I just finished Betsy Greer’s Knitting for Good: A Guide to Creating Personal, Social, and Political Change, Stitch by Stitch (2008, Trumpeter Books) and wanted to share some thoughts. Having discovered the ‘personal’ benefits of a regular craft practice over the past month, I was compelled to seek out writing on how to connect these benefits to broader questions and issues (as previous movements have taught, the personal is political).
Each chapter is written in an autobiographical voice, including testimonies from other knitters. Each chapter also includes a pattern for various ethical knitting projects. While the book is mainly about knitting, I think that its main principles apply across the crafting spectrum. Specifically, Greer re-iterates the importance of sharing creativity during personally and politically trying times. She identifies creativity as a human need:
Beyond providing people with basic needs such as food, water, clothing, and shelter, creativity is the most important thing we can pass on to those in need. Being able to embrace your own creativity is a step away from hope. (129)
I thought long about why I felt this to be true.
I realized that creativity is not merely a step away from hope – it is an enactment of hope. Crafting and creating enact the courage, conviction, and confidence (however shaky) in our own transformative agencies – the belief that something beautiful, good, and true can be crafted from raw materials and shared, whether these materials are our most beloved craft media or are, for instance, our social relations, or the difficult circumstances that we are often thrown into and have no choice to confront. In the various forms they take, I try to see struggles as raw material for fashioning – in the least – some understanding and compassion. I only have to remember the times when this agency felt foreclosed to really appreciate that creativity is a profound enactment of freedom and hope.
For Greer, this kind of creative engagement stems from self-knowledge – discovering what is within our own physical, financial, emotional, etc. capacities to give, and giving from that place. The key point that I think Greer articulates is that there is no standard for giving and no standard giver – the meeting point between someone’s resources and an existing need in the world will differ from person to person:
The key to working towards the greater good is knowing what to give and when to give it….Once we know what we can give, our power lies in that sphere. If we’re lucky, that sphere will become larger, expanding our capacity to want and need to work toward making the world a better place.

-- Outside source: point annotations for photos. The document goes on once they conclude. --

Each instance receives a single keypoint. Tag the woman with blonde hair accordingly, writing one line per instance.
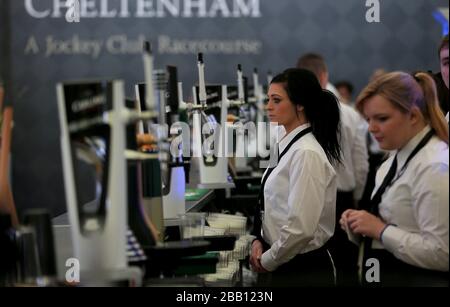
(406, 224)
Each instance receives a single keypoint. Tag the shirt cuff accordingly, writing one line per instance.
(391, 238)
(268, 262)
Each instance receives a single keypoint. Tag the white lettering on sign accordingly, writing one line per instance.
(147, 8)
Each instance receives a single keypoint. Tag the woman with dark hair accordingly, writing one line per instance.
(298, 195)
(406, 227)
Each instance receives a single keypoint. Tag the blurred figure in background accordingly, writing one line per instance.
(351, 173)
(406, 226)
(441, 78)
(345, 89)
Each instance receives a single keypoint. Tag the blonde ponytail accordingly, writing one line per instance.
(432, 110)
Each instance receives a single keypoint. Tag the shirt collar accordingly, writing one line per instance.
(403, 154)
(288, 137)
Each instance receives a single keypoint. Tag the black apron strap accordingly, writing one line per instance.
(366, 243)
(260, 209)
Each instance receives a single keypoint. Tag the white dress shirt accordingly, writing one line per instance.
(352, 173)
(417, 204)
(300, 201)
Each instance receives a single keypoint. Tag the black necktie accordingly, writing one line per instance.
(366, 243)
(376, 199)
(260, 208)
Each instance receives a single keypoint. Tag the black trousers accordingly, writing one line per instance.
(396, 273)
(313, 269)
(344, 252)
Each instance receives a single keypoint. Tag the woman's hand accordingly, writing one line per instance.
(364, 223)
(255, 257)
(344, 219)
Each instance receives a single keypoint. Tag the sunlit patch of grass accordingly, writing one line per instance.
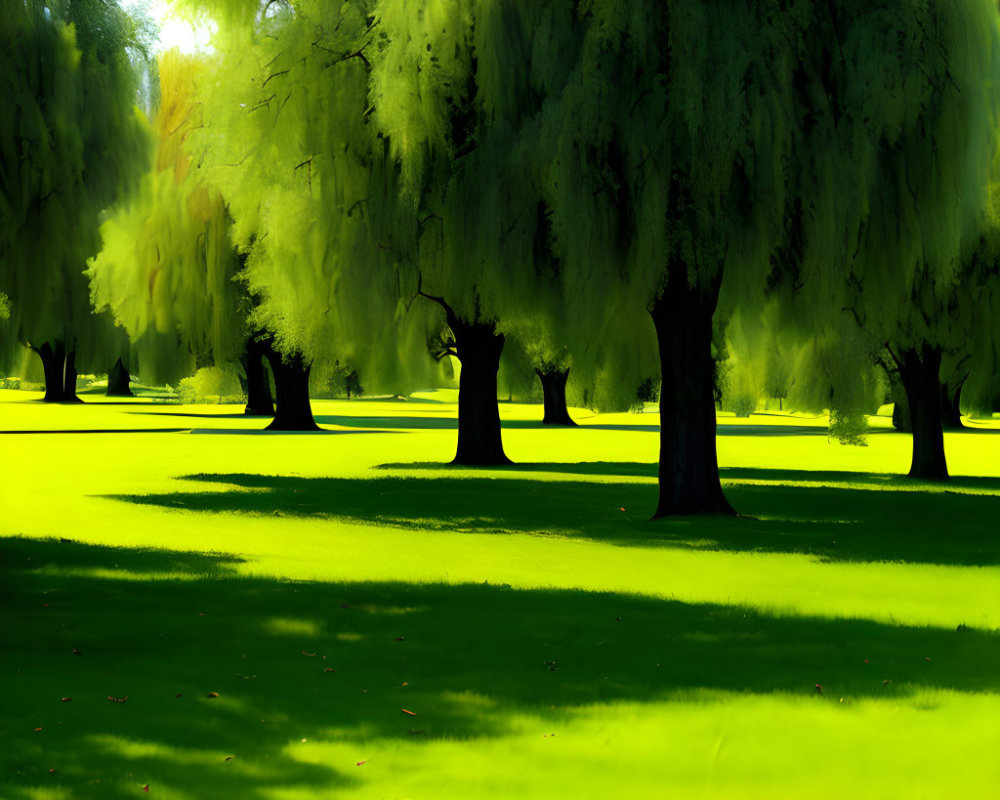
(548, 638)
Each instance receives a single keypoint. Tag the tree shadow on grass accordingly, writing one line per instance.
(835, 524)
(297, 661)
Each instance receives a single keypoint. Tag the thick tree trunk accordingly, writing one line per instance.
(69, 379)
(479, 347)
(554, 395)
(920, 375)
(291, 383)
(118, 380)
(60, 373)
(951, 414)
(259, 400)
(53, 361)
(689, 467)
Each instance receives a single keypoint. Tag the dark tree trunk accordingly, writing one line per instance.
(951, 415)
(259, 400)
(554, 395)
(919, 372)
(60, 373)
(689, 467)
(478, 346)
(53, 362)
(291, 383)
(118, 380)
(900, 408)
(69, 379)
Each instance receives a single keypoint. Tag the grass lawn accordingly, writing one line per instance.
(192, 608)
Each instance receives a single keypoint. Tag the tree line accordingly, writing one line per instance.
(643, 193)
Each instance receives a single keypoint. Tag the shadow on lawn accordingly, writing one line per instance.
(836, 524)
(338, 662)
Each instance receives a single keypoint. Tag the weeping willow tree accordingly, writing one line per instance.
(898, 130)
(71, 143)
(665, 177)
(706, 155)
(458, 89)
(288, 139)
(167, 265)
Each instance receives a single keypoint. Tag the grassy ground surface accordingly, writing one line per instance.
(193, 608)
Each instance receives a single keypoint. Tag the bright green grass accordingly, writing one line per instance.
(552, 641)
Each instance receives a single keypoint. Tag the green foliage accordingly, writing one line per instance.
(211, 385)
(71, 144)
(167, 267)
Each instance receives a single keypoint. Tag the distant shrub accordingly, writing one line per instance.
(211, 385)
(849, 428)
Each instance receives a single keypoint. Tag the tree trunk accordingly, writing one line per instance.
(478, 346)
(69, 379)
(53, 362)
(689, 467)
(921, 379)
(259, 400)
(554, 395)
(60, 373)
(900, 408)
(951, 415)
(118, 380)
(291, 383)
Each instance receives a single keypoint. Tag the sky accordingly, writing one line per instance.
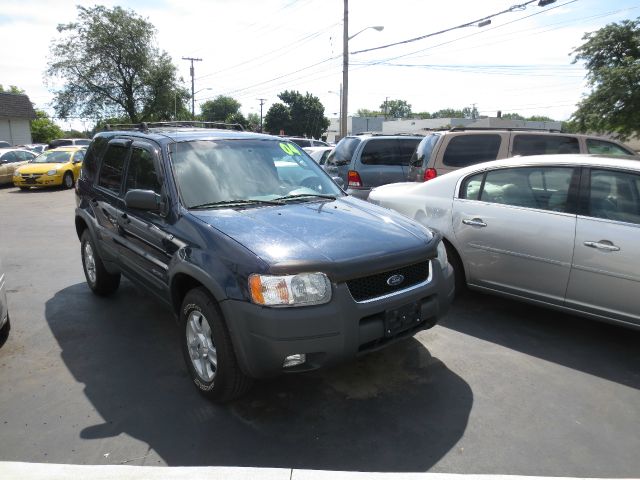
(253, 49)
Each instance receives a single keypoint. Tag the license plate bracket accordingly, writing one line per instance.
(400, 319)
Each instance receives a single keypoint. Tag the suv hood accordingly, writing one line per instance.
(346, 238)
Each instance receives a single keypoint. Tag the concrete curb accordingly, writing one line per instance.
(48, 471)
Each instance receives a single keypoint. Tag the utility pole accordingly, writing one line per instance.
(193, 100)
(262, 100)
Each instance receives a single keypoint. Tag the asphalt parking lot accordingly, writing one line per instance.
(498, 387)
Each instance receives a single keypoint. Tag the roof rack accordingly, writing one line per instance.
(509, 129)
(145, 126)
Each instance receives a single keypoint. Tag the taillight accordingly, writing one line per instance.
(429, 174)
(353, 179)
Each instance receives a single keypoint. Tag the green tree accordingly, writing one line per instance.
(612, 59)
(396, 108)
(218, 109)
(111, 68)
(299, 115)
(43, 130)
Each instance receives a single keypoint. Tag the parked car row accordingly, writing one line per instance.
(370, 160)
(560, 230)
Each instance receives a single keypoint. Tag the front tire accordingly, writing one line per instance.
(208, 351)
(67, 180)
(100, 281)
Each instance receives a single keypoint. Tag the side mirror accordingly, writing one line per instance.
(142, 200)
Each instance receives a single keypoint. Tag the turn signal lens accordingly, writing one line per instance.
(290, 290)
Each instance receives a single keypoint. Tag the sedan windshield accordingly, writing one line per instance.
(52, 157)
(247, 173)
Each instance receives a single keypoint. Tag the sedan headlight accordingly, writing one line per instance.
(291, 290)
(442, 256)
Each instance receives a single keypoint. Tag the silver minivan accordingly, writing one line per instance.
(370, 160)
(442, 152)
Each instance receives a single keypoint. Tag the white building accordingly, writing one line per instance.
(16, 112)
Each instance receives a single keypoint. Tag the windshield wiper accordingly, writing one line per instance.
(306, 195)
(227, 203)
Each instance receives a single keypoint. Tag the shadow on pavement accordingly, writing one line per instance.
(605, 350)
(395, 410)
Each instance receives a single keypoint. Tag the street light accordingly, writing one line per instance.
(193, 100)
(345, 66)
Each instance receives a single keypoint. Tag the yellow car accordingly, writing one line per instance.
(57, 167)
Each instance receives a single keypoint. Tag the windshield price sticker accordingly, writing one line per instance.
(289, 149)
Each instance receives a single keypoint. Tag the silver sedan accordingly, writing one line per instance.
(561, 231)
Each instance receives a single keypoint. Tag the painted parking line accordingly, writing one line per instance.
(47, 471)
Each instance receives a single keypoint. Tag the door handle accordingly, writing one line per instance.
(476, 222)
(605, 245)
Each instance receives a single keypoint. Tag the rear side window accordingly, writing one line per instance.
(423, 152)
(615, 196)
(606, 148)
(90, 163)
(343, 153)
(141, 173)
(110, 176)
(544, 144)
(464, 150)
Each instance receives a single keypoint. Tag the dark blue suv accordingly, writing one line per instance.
(268, 265)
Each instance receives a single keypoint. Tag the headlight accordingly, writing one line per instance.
(301, 289)
(442, 256)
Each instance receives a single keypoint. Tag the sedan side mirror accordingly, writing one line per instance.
(143, 200)
(339, 181)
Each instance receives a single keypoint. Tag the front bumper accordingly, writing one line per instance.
(328, 334)
(38, 180)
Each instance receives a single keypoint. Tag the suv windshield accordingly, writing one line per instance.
(246, 173)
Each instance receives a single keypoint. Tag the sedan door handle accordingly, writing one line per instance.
(603, 245)
(476, 222)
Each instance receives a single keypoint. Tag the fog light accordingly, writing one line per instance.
(293, 360)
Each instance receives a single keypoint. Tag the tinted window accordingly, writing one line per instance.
(382, 151)
(546, 188)
(615, 196)
(525, 144)
(464, 150)
(90, 163)
(604, 147)
(423, 151)
(471, 187)
(342, 154)
(141, 173)
(112, 166)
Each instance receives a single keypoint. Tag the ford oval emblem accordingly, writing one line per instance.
(395, 280)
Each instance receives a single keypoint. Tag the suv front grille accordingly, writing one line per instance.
(374, 286)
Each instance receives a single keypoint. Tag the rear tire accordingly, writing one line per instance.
(100, 281)
(208, 351)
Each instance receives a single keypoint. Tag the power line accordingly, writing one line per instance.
(483, 20)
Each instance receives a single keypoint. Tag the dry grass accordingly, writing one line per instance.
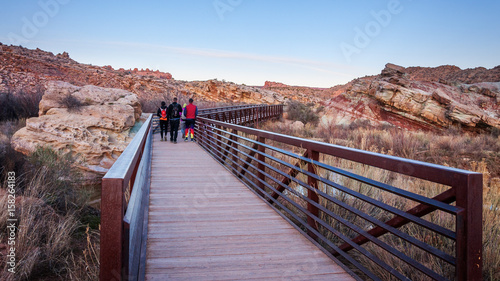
(479, 153)
(50, 204)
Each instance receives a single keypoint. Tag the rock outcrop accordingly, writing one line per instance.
(394, 97)
(218, 91)
(25, 70)
(92, 123)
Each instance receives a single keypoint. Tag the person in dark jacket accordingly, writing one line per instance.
(190, 112)
(174, 114)
(162, 113)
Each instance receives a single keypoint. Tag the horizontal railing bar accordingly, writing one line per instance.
(121, 169)
(297, 218)
(138, 184)
(406, 194)
(438, 229)
(420, 210)
(449, 259)
(436, 173)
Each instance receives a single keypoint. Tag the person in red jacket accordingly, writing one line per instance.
(190, 112)
(162, 113)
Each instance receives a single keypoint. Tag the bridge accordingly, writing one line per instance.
(243, 203)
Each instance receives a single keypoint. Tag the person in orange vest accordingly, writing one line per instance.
(190, 112)
(174, 112)
(162, 113)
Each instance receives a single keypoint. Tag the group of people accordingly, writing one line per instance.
(175, 114)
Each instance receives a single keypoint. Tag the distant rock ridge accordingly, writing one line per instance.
(451, 73)
(28, 71)
(397, 98)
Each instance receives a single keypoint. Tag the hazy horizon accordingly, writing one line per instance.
(316, 44)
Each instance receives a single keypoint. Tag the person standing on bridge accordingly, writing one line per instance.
(190, 112)
(174, 114)
(162, 113)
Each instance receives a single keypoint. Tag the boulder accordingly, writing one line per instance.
(298, 126)
(91, 123)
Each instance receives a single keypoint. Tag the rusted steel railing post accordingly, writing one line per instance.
(219, 142)
(312, 182)
(234, 146)
(112, 212)
(469, 226)
(262, 158)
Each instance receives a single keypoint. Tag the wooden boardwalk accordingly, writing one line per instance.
(204, 224)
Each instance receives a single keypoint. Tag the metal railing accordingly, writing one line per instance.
(292, 174)
(124, 212)
(125, 199)
(203, 113)
(340, 218)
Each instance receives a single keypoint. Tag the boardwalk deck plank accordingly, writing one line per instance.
(204, 224)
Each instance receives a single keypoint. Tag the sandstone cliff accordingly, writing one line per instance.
(92, 123)
(396, 98)
(25, 70)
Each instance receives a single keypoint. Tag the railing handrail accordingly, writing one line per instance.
(127, 159)
(114, 257)
(218, 133)
(250, 162)
(361, 156)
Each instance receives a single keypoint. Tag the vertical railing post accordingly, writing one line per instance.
(261, 158)
(219, 142)
(112, 228)
(312, 195)
(234, 146)
(469, 196)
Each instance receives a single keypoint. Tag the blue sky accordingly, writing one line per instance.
(318, 43)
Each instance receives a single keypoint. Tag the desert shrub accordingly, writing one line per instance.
(452, 147)
(51, 207)
(304, 113)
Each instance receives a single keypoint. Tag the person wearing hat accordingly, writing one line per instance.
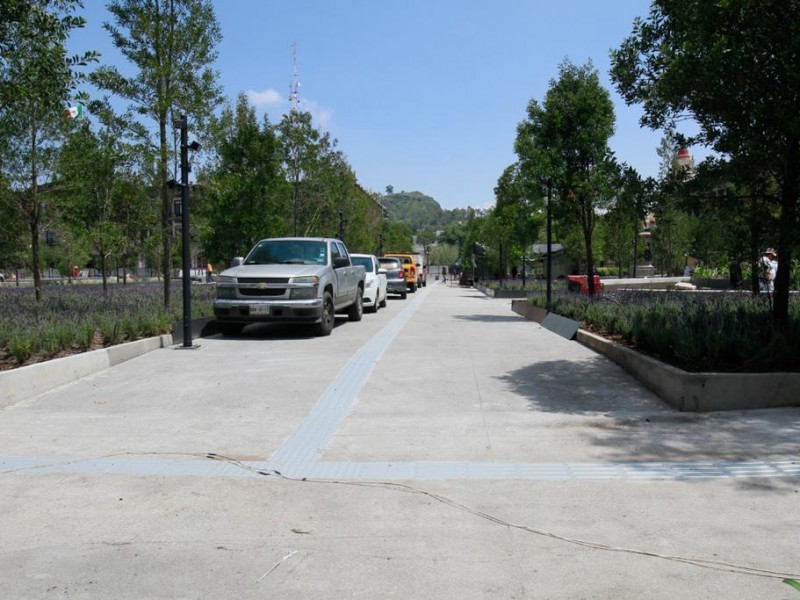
(769, 269)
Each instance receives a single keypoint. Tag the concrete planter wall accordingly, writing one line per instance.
(687, 391)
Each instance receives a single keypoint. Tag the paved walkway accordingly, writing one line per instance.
(442, 448)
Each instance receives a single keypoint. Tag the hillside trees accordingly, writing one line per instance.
(564, 143)
(172, 45)
(732, 67)
(36, 76)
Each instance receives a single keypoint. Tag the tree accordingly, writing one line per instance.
(172, 43)
(304, 150)
(730, 66)
(245, 197)
(36, 76)
(564, 142)
(102, 193)
(518, 210)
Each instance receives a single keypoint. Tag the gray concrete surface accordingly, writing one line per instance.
(444, 447)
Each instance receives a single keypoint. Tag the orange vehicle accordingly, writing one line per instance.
(410, 270)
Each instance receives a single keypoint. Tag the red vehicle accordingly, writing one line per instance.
(580, 283)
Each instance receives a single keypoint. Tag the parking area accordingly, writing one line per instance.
(441, 448)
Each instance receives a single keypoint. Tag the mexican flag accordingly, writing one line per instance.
(74, 112)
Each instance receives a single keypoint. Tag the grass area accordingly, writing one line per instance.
(76, 318)
(708, 332)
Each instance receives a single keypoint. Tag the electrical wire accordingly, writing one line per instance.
(707, 563)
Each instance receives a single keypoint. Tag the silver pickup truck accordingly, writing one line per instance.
(290, 280)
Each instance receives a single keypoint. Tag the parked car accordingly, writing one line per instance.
(375, 289)
(395, 275)
(410, 269)
(290, 280)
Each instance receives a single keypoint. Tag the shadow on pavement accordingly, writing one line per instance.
(491, 318)
(631, 423)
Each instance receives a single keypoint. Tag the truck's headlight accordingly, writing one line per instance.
(226, 291)
(309, 279)
(303, 293)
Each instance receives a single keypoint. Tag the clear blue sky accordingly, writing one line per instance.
(423, 95)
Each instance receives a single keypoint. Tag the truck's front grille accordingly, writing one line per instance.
(261, 291)
(262, 279)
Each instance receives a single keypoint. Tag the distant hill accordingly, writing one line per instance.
(419, 211)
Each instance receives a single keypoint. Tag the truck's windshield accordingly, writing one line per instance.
(288, 252)
(364, 261)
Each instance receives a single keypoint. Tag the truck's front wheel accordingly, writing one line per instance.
(325, 325)
(356, 310)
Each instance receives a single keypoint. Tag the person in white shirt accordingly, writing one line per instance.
(769, 269)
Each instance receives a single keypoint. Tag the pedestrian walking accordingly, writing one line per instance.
(768, 270)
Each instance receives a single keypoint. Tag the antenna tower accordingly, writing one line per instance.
(294, 85)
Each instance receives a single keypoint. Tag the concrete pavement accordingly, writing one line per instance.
(442, 448)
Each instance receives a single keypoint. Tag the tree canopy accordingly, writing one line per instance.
(732, 67)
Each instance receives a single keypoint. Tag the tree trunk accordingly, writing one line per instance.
(786, 233)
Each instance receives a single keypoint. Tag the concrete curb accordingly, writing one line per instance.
(698, 392)
(26, 382)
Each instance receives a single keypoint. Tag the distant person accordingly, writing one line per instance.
(768, 270)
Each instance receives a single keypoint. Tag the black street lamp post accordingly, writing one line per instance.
(185, 238)
(549, 249)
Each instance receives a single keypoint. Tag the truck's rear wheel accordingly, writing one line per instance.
(231, 328)
(325, 325)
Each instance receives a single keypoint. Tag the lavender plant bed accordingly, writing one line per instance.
(689, 391)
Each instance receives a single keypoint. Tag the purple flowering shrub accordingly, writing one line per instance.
(76, 318)
(697, 331)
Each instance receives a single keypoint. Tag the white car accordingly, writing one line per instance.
(375, 282)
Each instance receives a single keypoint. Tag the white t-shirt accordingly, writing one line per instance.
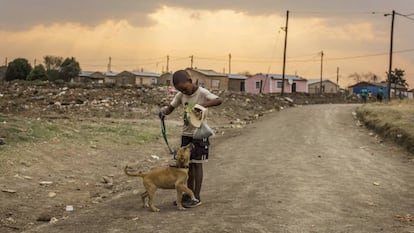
(200, 96)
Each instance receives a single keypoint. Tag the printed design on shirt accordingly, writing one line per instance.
(188, 108)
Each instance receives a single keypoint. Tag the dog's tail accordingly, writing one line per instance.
(140, 174)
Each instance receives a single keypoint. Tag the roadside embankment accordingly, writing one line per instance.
(393, 121)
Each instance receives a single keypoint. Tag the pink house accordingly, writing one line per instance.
(272, 83)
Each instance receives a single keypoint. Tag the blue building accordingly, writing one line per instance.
(371, 88)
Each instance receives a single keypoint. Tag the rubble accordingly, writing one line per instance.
(51, 101)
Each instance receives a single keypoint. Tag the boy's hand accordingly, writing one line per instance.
(161, 115)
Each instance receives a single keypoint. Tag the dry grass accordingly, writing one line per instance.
(394, 120)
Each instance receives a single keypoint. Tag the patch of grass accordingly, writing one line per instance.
(16, 130)
(392, 120)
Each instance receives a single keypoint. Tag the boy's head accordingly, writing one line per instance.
(182, 82)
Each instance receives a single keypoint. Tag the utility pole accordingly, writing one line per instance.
(391, 51)
(229, 63)
(320, 85)
(110, 64)
(284, 54)
(168, 63)
(192, 61)
(337, 77)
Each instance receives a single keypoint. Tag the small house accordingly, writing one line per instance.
(136, 78)
(165, 79)
(209, 79)
(90, 77)
(272, 83)
(314, 86)
(237, 82)
(371, 87)
(110, 77)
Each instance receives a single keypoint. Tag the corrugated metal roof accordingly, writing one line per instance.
(210, 73)
(110, 74)
(237, 76)
(287, 76)
(384, 85)
(312, 81)
(85, 73)
(146, 74)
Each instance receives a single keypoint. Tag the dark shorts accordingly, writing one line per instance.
(200, 152)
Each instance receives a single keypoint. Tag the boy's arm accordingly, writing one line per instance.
(167, 109)
(213, 102)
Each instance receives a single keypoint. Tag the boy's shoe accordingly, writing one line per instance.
(191, 204)
(182, 202)
(185, 198)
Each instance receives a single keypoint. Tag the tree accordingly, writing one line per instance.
(52, 62)
(52, 65)
(19, 68)
(70, 68)
(38, 73)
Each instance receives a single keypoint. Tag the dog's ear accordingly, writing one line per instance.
(191, 146)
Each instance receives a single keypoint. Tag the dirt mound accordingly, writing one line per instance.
(92, 100)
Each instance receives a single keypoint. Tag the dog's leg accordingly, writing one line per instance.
(179, 200)
(151, 188)
(183, 188)
(144, 197)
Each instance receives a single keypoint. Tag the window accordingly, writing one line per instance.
(215, 83)
(279, 84)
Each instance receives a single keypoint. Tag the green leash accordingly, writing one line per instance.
(164, 135)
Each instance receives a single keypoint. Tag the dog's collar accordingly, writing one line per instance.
(179, 166)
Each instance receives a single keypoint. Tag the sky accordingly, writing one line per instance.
(354, 35)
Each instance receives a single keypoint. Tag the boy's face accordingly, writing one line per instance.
(185, 87)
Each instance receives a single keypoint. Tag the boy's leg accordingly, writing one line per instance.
(191, 177)
(198, 179)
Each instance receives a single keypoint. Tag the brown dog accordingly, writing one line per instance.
(172, 177)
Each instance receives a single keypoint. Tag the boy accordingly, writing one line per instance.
(190, 94)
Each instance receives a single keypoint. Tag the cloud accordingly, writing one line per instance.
(23, 14)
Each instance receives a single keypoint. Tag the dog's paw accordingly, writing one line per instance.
(180, 208)
(155, 210)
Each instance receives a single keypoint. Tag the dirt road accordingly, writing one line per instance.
(305, 169)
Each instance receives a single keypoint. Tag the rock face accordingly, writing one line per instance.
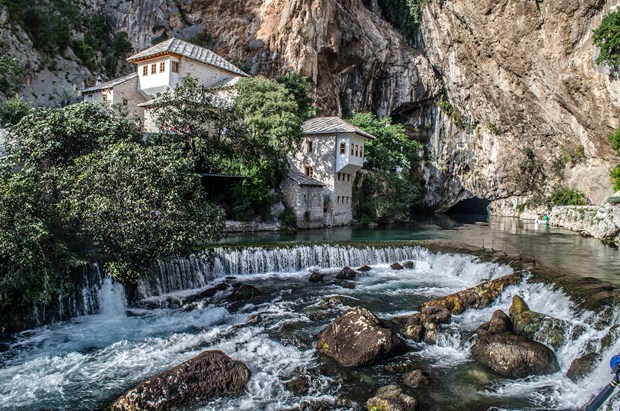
(519, 76)
(514, 355)
(357, 338)
(210, 374)
(602, 222)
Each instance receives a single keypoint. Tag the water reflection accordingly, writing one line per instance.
(550, 246)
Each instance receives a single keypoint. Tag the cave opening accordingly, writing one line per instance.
(470, 206)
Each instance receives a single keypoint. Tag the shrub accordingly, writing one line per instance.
(613, 200)
(615, 177)
(607, 39)
(13, 110)
(567, 196)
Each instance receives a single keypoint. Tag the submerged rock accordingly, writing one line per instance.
(358, 337)
(479, 296)
(244, 292)
(298, 385)
(535, 325)
(316, 277)
(582, 366)
(499, 323)
(410, 265)
(391, 398)
(346, 273)
(417, 378)
(514, 355)
(210, 374)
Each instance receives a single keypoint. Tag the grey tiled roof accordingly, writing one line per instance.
(188, 50)
(331, 125)
(110, 84)
(304, 180)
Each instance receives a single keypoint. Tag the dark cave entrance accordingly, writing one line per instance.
(470, 206)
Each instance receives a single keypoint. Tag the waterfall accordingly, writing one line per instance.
(198, 270)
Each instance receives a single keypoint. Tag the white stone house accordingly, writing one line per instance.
(159, 69)
(332, 152)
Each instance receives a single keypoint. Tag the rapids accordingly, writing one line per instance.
(86, 362)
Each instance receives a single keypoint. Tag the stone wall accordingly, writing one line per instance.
(602, 222)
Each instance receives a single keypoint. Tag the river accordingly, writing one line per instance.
(85, 363)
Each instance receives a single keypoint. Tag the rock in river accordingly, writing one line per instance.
(514, 355)
(210, 374)
(346, 273)
(358, 337)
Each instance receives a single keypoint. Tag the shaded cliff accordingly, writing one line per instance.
(505, 93)
(533, 109)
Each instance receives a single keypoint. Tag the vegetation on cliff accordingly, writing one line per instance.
(386, 193)
(607, 39)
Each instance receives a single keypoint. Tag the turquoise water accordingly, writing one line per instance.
(553, 247)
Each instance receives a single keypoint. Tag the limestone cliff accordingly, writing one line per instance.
(530, 98)
(505, 92)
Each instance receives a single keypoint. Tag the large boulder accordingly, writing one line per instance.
(358, 337)
(582, 366)
(514, 355)
(535, 325)
(210, 374)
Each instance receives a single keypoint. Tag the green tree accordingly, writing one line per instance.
(13, 110)
(300, 88)
(46, 141)
(384, 196)
(391, 148)
(138, 203)
(34, 259)
(607, 39)
(9, 70)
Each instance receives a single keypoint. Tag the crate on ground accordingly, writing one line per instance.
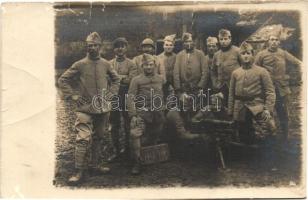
(155, 154)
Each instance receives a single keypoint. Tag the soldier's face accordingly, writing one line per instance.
(211, 48)
(168, 46)
(188, 44)
(148, 68)
(93, 49)
(148, 49)
(224, 41)
(120, 49)
(273, 42)
(246, 57)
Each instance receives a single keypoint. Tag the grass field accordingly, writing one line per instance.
(193, 167)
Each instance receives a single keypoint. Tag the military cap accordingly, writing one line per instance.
(146, 58)
(275, 33)
(120, 40)
(148, 41)
(224, 33)
(186, 36)
(94, 38)
(211, 40)
(136, 130)
(245, 47)
(170, 38)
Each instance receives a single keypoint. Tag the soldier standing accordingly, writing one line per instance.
(274, 59)
(146, 113)
(226, 60)
(126, 70)
(167, 61)
(212, 48)
(190, 78)
(91, 74)
(148, 47)
(251, 98)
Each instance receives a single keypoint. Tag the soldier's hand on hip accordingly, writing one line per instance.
(75, 97)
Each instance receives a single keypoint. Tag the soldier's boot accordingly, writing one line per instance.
(76, 178)
(198, 117)
(136, 148)
(187, 135)
(81, 152)
(136, 169)
(97, 166)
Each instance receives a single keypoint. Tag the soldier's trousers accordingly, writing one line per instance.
(252, 127)
(91, 128)
(115, 119)
(177, 121)
(281, 106)
(150, 126)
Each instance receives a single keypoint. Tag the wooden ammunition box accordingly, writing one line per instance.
(155, 154)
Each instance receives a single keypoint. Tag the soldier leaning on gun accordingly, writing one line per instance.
(167, 62)
(146, 113)
(126, 70)
(190, 78)
(148, 47)
(274, 59)
(91, 74)
(212, 48)
(251, 98)
(226, 60)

What resources and talents can you share to make a few people’s lives a little better? Although writing a check is a good thing, what if you either don’t believe in throwing money at a problem or don’t really have much money to throw around? Consider the basic needs we all have…Create items that address those needs. (129)
Her concrete suggestions include knitting protest banners; using knit/crafted pieces to share and express our perspectives; donating handmade items, or their proceeds, to global and local charities we stand behind; and starting local craft groups for exchanging ideas and mutual support. These are all great ideas that are compelling me to think (and craft) bigger.
For now, I would like to hold the idea in mind that creating is an ethical beginning in its own right: it enacts a desire for the better – a vision of the good – in concrete material ways while producing, cultivating, and also sustaining the person who creates. It’s a sustenance that gives me enough stability to reflect deeply on where I can take further action, and gives me enough joy to buoy me through, allowing me to pursue my course of action in the face of doubt and skepticism (both others’ and my own). Creating can also generate hopeful, joyful, and even comic symbols (words, objects, images, sounds, icons, amulets) that remind us of our strength, humour, and resilience – the stuff of longevity.
This hopeful creativity, I’m learning, can be a very effective antidote to fear and its by-products. Art and craft are one way of engaging with difference that does not reproduce the fearful politics of recrimination that we see emerging around the world today. Similarly, this book reminds me that taking a critical stance on social inequalities (a lot of recent talk has focused on ‘calling out’ and refusing to normalize forms of discrimination) is not mutually exclusive to cultivating joy and exuberance in our everyday lives. I sometimes suspect that cultivating and sharing creative exuberance (love this word) can be a powerful form of lived critique, and may have as great an impact on our communities as more direct forms of protest. I write this with an awareness that different forms of mobilization have their importance, but I think this message is at the heart of Knitting for Good, and I continue to reflect on it.
Wishing you creative peace & pleasure in the week ahead!